On reducing energy management delays in disks

• SARD proposes to reduce spin-up delays in disk energy management schemes.
• We survey various disk energy management techniques and their delay management.
• The implementation and trace-driven simulation shows 71% reduction in delays.
• The model also achieves an additional 5.1% average reduction in energy consumption.
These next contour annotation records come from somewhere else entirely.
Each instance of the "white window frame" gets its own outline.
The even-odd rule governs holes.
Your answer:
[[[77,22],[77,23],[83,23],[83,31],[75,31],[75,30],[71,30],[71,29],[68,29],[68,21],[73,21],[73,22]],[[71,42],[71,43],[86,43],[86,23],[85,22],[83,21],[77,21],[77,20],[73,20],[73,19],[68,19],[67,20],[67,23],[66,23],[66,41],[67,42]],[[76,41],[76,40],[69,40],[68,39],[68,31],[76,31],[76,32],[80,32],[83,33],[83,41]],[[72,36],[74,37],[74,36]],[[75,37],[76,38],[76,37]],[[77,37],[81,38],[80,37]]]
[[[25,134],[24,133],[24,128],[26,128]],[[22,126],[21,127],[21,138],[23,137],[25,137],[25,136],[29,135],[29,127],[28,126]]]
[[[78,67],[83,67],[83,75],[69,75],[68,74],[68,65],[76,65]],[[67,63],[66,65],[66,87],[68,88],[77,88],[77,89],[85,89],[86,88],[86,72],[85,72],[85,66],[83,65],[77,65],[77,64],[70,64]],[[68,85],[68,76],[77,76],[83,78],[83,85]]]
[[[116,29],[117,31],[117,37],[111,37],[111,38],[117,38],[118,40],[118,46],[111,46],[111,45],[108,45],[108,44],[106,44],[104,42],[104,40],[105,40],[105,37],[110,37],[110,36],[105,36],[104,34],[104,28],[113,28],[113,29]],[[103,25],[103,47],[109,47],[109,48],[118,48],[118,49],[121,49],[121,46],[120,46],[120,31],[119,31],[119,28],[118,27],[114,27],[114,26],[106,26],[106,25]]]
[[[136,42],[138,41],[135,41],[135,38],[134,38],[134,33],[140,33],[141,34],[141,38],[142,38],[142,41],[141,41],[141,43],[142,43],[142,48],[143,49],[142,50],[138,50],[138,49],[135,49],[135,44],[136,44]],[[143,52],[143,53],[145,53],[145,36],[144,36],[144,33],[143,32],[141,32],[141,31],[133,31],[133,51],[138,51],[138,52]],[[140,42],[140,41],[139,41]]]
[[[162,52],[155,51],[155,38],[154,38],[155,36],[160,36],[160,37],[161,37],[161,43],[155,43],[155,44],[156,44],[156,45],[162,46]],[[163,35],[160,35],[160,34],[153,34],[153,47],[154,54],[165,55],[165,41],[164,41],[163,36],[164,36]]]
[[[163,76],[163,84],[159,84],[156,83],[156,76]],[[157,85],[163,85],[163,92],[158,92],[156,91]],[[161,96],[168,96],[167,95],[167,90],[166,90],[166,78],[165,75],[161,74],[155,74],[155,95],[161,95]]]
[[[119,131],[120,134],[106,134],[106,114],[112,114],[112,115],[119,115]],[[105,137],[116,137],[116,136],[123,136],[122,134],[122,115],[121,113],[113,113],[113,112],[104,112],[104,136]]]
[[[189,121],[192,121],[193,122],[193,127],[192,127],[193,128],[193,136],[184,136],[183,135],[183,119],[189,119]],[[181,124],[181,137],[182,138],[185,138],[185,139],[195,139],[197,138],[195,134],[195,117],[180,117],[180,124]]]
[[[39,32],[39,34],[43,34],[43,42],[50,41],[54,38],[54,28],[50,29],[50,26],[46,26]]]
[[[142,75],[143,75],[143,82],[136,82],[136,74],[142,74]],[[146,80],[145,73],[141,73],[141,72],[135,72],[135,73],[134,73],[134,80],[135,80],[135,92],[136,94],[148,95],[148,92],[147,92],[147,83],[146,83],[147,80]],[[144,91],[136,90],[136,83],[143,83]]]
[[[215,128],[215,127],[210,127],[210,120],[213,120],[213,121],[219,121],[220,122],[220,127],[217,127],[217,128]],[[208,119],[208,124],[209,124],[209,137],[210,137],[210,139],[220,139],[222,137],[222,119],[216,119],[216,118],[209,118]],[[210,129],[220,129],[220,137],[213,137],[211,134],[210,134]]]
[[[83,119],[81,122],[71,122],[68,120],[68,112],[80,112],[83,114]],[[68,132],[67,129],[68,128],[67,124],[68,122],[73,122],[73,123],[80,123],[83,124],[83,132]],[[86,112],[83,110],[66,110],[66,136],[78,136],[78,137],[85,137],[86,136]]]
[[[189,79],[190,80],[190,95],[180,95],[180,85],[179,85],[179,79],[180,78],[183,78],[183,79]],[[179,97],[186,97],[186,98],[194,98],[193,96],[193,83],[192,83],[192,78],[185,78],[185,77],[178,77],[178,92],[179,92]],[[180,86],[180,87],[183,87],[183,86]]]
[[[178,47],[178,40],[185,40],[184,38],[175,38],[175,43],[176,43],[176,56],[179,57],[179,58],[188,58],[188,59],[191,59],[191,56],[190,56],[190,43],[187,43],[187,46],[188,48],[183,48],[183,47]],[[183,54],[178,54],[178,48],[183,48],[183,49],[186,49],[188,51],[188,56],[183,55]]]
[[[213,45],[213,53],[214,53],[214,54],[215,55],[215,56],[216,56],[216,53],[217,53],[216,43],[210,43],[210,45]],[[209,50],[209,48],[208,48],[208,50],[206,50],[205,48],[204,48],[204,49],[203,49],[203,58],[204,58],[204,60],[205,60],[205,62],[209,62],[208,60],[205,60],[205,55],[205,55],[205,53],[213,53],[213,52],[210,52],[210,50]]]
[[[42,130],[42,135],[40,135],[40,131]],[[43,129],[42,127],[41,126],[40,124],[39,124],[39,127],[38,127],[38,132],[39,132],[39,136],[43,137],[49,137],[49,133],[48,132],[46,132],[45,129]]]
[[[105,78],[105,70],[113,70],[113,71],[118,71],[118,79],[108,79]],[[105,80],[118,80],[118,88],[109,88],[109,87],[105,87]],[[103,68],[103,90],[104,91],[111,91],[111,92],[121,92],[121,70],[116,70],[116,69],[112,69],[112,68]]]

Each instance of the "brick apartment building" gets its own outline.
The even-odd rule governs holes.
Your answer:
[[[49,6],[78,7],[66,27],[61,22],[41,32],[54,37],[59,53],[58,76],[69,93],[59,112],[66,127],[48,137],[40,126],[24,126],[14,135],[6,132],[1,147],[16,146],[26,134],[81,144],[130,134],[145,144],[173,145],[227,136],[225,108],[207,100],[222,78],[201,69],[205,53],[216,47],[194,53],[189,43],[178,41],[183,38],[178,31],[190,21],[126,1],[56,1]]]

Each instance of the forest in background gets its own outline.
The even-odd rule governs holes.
Enterprise computing systems consume a large amount of energy, the cost of which contributes significantly to the operating budget. Consequently, dynamic energy management techniques are prevalent. Unfortunately, dynamic energy management for disks impose delays associated with powering up the disks from a low-power state. Systems designers face a critical trade-off: saving energy reduces operating costs but may increase delays; conversely, reduced access latency makes the systems more responsive but may preclude energy management. In this paper, we propose a System-wide Alternative Retrieval of Data (SARD) scheme. SARD exploits the similarity in software deployment and configuration in enterprise computers to retrieve binaries transparently from other nodes, thus avoiding access delays when the local disk is in a low-power state. SARD uses a software-based approach to reduce spin-up delays while eliminating custom buffering, shared memory infrastructure, or the need for major changes in the operating system. SARD achieves over 71% reduction in delays on trace-driven simulations and in an actual implementation. This will encourage users to utilize energy management techniques more frequently. SARD also achieves an additional 5.1% average reduction in energy consumption for typical desktop applications compared to the widely-used timeout-based disk energy management.